When the saddle has been sanded down you can put it back into the bridge slot. Replace your strings and retune your guitar. Check the overall action like you have been doing all along. If you feel that the bridge saddle needs further adjustments you can follow the same steps again.

Conclusion

Guitar action is completely up to your personal preference. Every guitar player likes their instrument to be set up in a different way. The guide we have given you above is using the industry standard measurements and settings which your instrument should have come with. Doing those steps will get you into the general area where the instrument is comfortable to play. You can then go on to fine tune your guitar and get it set up exactly as you like it. Now that you have got your guitar action god and low it’s time to play it. Have fun!

FAQs

Can you adjust the action on an acoustic guitar?
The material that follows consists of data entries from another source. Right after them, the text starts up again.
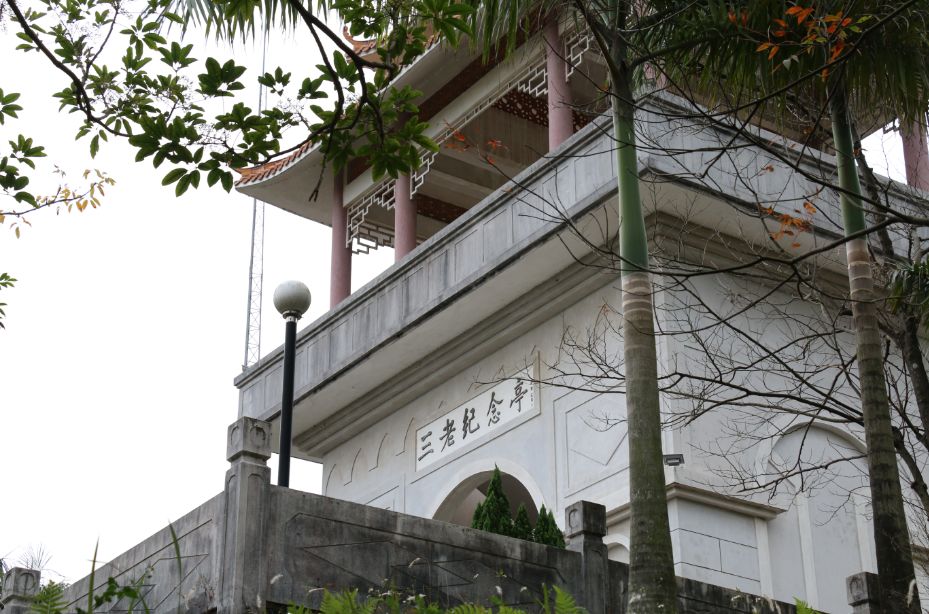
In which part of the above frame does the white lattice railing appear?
[345,24,593,253]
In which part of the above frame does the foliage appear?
[29,582,68,614]
[532,505,565,548]
[889,260,929,326]
[0,273,16,332]
[310,586,584,614]
[471,502,484,529]
[471,467,565,548]
[2,0,471,202]
[795,599,820,614]
[513,503,532,541]
[471,467,513,536]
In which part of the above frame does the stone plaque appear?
[416,369,536,471]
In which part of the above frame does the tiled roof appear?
[235,143,312,188]
[234,27,440,188]
[342,26,377,57]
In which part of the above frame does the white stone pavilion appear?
[228,16,929,612]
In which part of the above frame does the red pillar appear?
[542,18,574,151]
[900,122,929,191]
[394,175,416,262]
[329,172,352,309]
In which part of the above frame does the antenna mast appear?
[242,28,268,370]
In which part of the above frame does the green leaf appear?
[161,168,187,185]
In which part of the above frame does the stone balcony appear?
[235,96,918,459]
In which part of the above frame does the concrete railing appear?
[235,96,919,438]
[36,418,852,614]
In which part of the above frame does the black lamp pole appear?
[274,281,310,487]
[277,315,298,486]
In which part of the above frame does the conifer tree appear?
[471,503,484,529]
[532,505,565,548]
[474,467,513,536]
[513,503,532,541]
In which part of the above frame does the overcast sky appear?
[0,21,393,581]
[0,16,902,581]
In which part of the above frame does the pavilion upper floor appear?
[230,82,920,459]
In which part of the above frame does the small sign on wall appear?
[416,369,536,471]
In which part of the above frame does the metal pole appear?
[277,315,297,487]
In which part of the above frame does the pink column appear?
[394,175,416,262]
[900,122,929,190]
[542,17,574,151]
[329,172,352,309]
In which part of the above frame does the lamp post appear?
[274,281,310,486]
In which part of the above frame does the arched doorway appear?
[434,471,539,527]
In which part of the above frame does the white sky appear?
[0,21,393,581]
[0,15,902,581]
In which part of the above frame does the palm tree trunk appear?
[611,12,677,614]
[829,84,919,614]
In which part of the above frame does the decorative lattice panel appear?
[345,177,396,254]
[346,24,592,241]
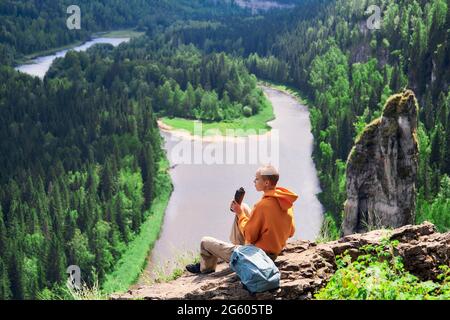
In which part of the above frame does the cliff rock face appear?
[111,223,450,300]
[342,90,418,235]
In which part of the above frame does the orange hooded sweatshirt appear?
[239,187,298,255]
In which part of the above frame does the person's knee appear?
[242,202,251,216]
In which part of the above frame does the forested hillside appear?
[0,0,244,64]
[0,0,450,299]
[166,0,450,235]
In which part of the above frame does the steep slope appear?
[342,90,419,235]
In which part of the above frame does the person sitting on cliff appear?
[186,165,298,273]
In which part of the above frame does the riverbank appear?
[101,158,173,294]
[260,80,341,243]
[159,89,275,137]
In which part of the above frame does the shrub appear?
[315,241,450,300]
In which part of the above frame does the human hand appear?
[231,200,242,215]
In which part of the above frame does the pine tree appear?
[0,251,11,300]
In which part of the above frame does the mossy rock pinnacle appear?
[342,90,419,234]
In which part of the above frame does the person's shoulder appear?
[255,197,277,209]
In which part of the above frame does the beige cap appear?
[258,164,279,176]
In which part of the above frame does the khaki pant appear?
[200,203,251,273]
[200,203,277,273]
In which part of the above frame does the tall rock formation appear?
[110,222,450,300]
[342,90,418,235]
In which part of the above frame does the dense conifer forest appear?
[0,0,450,299]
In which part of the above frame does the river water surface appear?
[16,43,323,277]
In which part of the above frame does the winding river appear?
[16,38,323,281]
[144,87,324,279]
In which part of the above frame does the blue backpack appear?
[230,245,280,294]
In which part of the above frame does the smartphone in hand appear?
[230,187,245,212]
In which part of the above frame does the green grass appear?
[15,29,145,65]
[259,80,310,106]
[161,98,275,136]
[15,41,85,65]
[142,251,200,285]
[102,159,173,294]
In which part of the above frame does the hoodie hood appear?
[263,187,298,210]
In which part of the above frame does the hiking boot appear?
[186,263,201,274]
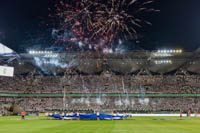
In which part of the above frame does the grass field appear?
[0,117,200,133]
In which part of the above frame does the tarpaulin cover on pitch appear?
[99,114,112,120]
[79,114,97,119]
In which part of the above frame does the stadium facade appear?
[0,50,200,115]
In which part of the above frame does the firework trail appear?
[52,0,158,47]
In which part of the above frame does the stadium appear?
[0,0,200,133]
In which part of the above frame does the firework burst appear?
[52,0,158,48]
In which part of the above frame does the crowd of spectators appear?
[0,75,200,112]
[0,75,200,94]
[0,97,200,112]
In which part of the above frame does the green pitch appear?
[0,117,200,133]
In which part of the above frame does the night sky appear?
[0,0,200,51]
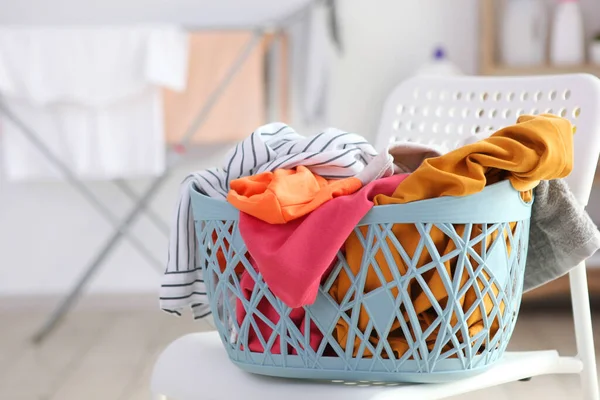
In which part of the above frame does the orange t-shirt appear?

Yes, you can. You will need to make changes to your guitar in order to adjust the action. You will need to make a guitar truss rod adjustment and then make further adjustments at the nut and saddle. You may only have to adjust one of these things or all three.

How do you fix high action on an acoustic guitar?

You will normally be able to do this by adjusting the saddle but you can use the guide above to lower the action on your acoustic guitar.

Which way do you turn the truss rod to lower action?

Lowering the action of your acoustic guitar means you will be reducing the amount of relief which will also make the guitar easier to play. To do this you have to tighten the truss rod which would involve turning the truss rod nut in a clockwise direction.

How high should my action be on acoustic guitar?

The typical amount of action on an acoustic guitar should be around 5/64″ on your high E string and 7/64″ on the low E string.